Interfacial Synergistic Hydrogen Spillover and Electron Transfer for Boosting Electrocatalytic Nitrate Reduction to Ammonia

Abstract Nitrate overabundance in wastewater brings environmental pollution and health risks, while the traditional Haber−Bosch process for ammonia production is accompanied by huge energy consumption and carbon emissions. Electrocatalytic nitrate reduction reaction (NO 3 − RR) can use renewable energy to produce green ammonia and provide a sustainable route for wastewater treatment. Electrochemical NO 3 − RR process involves multiple proton‐coupled‐electron steps; however, simultaneous optimization of proton and electron transfer is still challenging, leading to poor selectivity for ammonia production. Here, the interfacial synergism of hydrogen spillover and electron transfer is demonstrated to boost electrocatalytic nitrate reduction to ammonia.

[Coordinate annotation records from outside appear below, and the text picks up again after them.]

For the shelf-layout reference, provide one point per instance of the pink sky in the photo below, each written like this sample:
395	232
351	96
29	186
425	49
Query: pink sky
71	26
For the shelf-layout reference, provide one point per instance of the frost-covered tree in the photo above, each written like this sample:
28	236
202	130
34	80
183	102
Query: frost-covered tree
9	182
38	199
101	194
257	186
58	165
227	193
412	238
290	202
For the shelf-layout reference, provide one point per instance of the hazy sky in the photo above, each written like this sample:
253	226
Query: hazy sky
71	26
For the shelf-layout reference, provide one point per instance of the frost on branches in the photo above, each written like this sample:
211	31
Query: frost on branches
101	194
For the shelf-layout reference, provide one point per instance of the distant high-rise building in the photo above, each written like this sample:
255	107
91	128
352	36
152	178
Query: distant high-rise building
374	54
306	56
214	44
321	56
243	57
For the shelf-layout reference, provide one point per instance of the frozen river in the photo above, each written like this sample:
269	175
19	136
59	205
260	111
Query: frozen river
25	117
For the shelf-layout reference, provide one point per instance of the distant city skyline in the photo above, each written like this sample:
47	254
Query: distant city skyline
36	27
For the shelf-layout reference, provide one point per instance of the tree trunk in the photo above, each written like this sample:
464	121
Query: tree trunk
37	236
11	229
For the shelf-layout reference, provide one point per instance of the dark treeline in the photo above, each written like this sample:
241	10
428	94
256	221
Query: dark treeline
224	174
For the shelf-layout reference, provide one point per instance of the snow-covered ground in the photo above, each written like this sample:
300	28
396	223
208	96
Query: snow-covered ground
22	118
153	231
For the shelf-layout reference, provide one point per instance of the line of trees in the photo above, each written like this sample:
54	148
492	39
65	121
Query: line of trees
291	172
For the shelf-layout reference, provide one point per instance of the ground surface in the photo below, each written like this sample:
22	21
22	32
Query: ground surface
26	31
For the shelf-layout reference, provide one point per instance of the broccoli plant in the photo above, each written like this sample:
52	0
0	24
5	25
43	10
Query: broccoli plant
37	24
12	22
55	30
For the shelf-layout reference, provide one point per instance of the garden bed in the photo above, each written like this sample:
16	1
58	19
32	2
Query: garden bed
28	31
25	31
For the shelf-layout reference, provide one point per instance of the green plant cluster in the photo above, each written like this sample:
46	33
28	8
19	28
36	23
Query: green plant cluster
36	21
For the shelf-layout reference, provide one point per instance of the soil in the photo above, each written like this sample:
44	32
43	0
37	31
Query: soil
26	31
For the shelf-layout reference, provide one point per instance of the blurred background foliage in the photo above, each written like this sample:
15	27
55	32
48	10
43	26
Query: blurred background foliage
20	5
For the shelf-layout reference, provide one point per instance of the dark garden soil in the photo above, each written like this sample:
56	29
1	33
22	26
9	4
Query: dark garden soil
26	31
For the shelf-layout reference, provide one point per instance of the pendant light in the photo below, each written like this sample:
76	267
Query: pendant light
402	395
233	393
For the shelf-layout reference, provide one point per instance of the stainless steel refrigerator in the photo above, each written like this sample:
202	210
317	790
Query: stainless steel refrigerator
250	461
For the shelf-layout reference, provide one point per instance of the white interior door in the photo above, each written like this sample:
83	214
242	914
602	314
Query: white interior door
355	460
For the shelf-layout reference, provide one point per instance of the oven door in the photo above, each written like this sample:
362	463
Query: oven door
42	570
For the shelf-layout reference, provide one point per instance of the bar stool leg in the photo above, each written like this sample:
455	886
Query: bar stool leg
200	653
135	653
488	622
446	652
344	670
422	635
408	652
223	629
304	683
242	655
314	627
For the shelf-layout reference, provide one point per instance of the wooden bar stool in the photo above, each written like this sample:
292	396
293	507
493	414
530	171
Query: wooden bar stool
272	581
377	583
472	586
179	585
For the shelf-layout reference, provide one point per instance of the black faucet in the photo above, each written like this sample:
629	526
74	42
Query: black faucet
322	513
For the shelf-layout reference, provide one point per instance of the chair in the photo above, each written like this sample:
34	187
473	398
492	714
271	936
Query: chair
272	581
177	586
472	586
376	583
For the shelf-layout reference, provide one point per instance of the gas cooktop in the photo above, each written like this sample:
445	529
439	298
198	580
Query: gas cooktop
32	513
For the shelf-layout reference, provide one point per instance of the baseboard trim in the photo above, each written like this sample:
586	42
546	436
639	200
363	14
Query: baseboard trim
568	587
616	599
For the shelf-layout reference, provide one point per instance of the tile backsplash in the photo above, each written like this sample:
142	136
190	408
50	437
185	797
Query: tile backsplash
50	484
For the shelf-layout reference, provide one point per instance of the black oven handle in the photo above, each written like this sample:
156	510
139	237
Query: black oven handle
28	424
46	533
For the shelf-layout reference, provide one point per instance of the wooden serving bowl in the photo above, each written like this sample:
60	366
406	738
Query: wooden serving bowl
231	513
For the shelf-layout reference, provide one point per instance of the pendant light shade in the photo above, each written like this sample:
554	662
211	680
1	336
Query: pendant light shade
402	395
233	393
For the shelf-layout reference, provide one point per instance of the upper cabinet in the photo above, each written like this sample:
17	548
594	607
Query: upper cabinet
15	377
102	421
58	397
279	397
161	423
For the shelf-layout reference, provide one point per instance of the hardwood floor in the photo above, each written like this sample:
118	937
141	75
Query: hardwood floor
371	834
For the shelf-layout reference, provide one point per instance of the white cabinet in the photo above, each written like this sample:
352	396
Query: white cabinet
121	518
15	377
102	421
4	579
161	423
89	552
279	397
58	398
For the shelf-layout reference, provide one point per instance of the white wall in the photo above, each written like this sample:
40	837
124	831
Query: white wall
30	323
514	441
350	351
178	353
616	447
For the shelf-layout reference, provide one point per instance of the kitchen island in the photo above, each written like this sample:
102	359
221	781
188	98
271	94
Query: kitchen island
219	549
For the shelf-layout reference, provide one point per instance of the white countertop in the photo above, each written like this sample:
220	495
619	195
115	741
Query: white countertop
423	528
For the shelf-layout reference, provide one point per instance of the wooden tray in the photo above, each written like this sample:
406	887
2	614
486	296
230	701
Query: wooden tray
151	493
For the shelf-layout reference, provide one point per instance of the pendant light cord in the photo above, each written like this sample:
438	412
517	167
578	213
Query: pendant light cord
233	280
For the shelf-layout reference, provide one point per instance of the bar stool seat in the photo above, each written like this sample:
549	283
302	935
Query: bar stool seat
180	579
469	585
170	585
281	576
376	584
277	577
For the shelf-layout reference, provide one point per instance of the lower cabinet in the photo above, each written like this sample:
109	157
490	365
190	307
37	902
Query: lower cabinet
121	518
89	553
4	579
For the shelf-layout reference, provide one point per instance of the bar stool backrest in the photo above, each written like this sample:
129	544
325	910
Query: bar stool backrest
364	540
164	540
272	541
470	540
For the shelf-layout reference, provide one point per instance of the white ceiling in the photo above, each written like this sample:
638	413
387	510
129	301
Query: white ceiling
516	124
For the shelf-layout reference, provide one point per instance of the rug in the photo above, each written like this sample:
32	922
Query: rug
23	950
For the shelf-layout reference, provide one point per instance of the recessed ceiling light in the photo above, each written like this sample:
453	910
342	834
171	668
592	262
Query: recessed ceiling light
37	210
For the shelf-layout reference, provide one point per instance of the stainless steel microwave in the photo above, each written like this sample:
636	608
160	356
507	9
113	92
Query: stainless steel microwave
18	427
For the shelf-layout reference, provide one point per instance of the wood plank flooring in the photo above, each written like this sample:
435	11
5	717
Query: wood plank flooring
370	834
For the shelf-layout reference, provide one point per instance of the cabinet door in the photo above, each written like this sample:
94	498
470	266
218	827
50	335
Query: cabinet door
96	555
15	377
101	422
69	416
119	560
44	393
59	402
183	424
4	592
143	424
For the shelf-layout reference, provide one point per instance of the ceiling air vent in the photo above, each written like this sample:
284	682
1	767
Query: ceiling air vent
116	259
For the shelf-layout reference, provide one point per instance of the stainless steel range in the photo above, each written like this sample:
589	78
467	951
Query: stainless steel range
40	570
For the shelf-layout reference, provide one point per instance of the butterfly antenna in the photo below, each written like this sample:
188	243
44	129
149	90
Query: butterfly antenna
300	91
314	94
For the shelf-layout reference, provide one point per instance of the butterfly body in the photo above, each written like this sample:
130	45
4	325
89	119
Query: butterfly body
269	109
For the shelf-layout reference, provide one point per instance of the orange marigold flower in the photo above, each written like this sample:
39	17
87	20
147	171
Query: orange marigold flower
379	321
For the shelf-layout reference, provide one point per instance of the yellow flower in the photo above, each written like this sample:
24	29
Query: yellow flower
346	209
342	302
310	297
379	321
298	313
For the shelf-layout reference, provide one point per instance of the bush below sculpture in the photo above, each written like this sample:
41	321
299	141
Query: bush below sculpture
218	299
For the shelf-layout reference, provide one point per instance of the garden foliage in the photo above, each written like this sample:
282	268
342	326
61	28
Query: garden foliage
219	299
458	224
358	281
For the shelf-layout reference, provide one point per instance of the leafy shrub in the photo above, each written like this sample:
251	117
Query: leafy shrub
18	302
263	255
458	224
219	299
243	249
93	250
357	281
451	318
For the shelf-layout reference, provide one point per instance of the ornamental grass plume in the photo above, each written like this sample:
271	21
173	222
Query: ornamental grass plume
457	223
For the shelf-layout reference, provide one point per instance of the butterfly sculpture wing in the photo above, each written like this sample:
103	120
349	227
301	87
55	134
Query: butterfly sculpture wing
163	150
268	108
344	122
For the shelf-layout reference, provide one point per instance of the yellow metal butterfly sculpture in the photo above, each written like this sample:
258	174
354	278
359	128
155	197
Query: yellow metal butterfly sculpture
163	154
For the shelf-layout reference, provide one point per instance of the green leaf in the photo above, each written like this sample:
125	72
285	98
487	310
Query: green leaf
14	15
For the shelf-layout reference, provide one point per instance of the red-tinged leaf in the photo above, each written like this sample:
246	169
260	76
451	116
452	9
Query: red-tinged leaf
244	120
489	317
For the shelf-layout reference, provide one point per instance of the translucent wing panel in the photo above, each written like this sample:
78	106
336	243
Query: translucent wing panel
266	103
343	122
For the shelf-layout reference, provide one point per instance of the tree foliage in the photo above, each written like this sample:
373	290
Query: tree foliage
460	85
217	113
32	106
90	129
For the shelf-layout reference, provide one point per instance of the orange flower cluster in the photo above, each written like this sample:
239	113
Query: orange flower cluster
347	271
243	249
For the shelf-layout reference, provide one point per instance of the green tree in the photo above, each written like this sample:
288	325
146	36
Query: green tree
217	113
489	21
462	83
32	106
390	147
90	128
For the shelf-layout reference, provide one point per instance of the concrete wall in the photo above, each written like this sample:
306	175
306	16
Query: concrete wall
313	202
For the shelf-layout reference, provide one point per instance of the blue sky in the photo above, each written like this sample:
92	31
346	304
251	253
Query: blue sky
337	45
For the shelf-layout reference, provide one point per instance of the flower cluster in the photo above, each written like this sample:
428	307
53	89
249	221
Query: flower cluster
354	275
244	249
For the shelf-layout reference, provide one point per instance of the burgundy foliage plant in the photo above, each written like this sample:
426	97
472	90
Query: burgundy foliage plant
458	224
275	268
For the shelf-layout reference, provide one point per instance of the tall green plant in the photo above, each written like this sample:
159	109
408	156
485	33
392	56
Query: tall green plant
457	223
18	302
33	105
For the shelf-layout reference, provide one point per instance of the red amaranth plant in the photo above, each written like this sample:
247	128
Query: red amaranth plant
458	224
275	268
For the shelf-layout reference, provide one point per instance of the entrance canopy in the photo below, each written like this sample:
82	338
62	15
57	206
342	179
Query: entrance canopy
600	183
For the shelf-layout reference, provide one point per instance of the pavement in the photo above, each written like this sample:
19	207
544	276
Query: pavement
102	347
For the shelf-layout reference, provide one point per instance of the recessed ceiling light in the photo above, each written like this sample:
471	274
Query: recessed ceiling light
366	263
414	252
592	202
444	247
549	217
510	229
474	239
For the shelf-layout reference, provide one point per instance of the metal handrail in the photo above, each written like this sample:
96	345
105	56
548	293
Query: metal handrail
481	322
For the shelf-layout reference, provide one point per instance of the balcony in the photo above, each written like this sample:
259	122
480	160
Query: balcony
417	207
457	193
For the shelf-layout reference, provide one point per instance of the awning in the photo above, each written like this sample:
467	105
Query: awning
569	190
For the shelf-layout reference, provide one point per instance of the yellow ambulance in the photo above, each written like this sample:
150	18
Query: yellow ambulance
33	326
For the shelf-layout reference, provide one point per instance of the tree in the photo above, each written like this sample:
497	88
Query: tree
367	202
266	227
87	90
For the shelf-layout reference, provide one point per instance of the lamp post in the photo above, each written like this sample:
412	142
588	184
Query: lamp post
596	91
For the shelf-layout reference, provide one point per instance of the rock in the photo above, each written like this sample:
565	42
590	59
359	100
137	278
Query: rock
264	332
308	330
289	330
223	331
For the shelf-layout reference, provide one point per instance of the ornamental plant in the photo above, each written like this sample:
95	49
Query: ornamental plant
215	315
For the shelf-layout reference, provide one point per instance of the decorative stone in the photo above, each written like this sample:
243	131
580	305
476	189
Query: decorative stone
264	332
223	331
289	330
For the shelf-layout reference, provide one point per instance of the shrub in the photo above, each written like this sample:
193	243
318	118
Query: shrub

Experimental and theoretical calculation results show that the interface hydrogen spillover of CoNi–layered double hydroxide (LDH) accelerates the hydrogenation step of NO 3 − RR, while the electron transfer to Cu 2 O promotes the reduction of adsorbed NO 3 − . Benefitting from the interfacial synergistic hydrogen spillover and electron transfer, the CoNi–LDH@Cu 2 O catalyst achieves a remarkable Faradaic efficiency of 97.8% at −0.3 V versus RHE, and a high NH 3 yield rate of 75.2 mg h −1 cm −2 at an industrial‐relevant current density ≈1 A cm −2 . This work provides insights into the interface design strategy to enhance NO 3 − RR performance for waste nitrate treatment and green ammonia synthesis.